Adam's approach is to try make things easy and low stress. Examples include composting food waste directly on the veggie beds and cleverly placed avocado trees in the corner of each bed, to act like stakes protecting the veggies in the middle when lugging the hose around. 

We enjoyed a delicious lunch of home cooked and grown goodies preparated by Tink and delicious home baking brought by attendees. 

After lunch we sat around the table in the sunshine for a deeper dive into Syntropic Agroforestry. If you are keen to learn more about its inspiring origins and priniciples  Adam recommended watching this 15 minute video - Life in Syntropy.

Adam focussed on the principle of arranging your species according to strata - which is not about the height of the plant but about their shade tolerance.
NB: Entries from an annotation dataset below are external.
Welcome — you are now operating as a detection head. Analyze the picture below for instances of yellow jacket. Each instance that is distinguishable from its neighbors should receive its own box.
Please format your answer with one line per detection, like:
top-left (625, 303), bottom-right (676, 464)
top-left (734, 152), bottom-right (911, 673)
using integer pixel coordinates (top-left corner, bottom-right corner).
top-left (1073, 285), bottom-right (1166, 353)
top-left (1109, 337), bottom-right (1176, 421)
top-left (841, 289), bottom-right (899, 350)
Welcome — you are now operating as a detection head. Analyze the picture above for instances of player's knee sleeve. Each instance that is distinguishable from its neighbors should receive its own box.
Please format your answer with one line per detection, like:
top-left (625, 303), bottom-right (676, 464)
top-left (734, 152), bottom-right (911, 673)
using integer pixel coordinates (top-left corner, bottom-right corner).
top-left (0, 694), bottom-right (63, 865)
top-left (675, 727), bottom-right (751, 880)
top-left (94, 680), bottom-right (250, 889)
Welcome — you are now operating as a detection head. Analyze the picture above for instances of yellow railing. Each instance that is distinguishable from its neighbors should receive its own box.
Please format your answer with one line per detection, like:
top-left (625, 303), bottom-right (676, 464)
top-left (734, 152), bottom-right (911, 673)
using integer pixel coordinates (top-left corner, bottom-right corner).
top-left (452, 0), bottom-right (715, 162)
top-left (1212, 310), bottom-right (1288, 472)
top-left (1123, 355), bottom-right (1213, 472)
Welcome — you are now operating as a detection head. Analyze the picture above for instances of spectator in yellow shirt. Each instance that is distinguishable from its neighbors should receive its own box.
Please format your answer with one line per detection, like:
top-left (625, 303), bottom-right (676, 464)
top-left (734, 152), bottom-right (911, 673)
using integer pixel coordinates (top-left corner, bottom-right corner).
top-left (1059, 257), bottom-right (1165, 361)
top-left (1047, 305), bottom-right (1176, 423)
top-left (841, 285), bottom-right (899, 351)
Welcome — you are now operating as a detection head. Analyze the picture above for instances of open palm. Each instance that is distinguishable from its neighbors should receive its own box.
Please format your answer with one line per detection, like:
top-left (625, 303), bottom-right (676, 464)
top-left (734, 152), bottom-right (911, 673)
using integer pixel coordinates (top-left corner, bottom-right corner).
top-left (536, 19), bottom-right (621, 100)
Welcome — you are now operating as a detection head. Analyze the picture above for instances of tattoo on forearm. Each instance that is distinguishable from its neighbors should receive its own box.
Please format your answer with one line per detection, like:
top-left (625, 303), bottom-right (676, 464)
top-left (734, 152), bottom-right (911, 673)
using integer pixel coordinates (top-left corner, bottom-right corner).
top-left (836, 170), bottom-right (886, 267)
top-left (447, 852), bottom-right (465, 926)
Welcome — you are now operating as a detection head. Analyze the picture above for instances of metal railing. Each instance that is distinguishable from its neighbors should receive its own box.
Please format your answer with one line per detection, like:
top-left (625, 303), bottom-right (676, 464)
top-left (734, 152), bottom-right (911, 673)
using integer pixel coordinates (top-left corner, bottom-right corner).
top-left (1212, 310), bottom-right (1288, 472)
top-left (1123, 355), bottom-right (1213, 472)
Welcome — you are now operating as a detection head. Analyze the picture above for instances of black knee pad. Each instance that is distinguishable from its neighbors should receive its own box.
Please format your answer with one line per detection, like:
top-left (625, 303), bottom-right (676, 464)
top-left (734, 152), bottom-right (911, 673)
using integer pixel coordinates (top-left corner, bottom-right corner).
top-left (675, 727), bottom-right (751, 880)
In Syntropy the strata are divided into 4 categories: 

  • low - plants that want a lot of shade
  • medium - e.g. citrus - ideally wants 40-50% shade. Full sunshine might create high productivity but also creates stressed plants, impacting the fruit size, quality and taste
  • high - plants that tolerate shade when they are young but like a lot of sun when they have developed
  • emergent - plants that want full sunshine e.g. corn

Adam's top tips were: 

  1. Put enough diversity in your garden, by planting plants from all 4 strata together, and let them figure it out between them the natural succession. 
  2. Use pruning as fertility - dropping the vegetation on your beds. Keep trees from maturing as once mature they slow the growth of other species
  3. Plant low fertility support species and chop them before they flower, then plant seeds for the next level of fertility. By doing so you can create soil fertility in a series of years that might otherwise take decades. 
  4. Syntrophy is 90% management 10% planting. There is a lot of labour involved in pruning  - but if you don't go too big its manageable.

Tink also shared their story of trying to establish co-housing in their paddocks. They encountered many challenges with the council ove the years and sadly the high costs of consenting meant that it was not viable financially. There was much discussion about the challenges and opportunites in this space.

To finish up the day there was the regular crop swap table - this time filled with Taewa, Kumara, beans and Dahlia's. Everyone left with a full tum, new connections, inspiration and pockets full of bulbs, seeds and potatoes!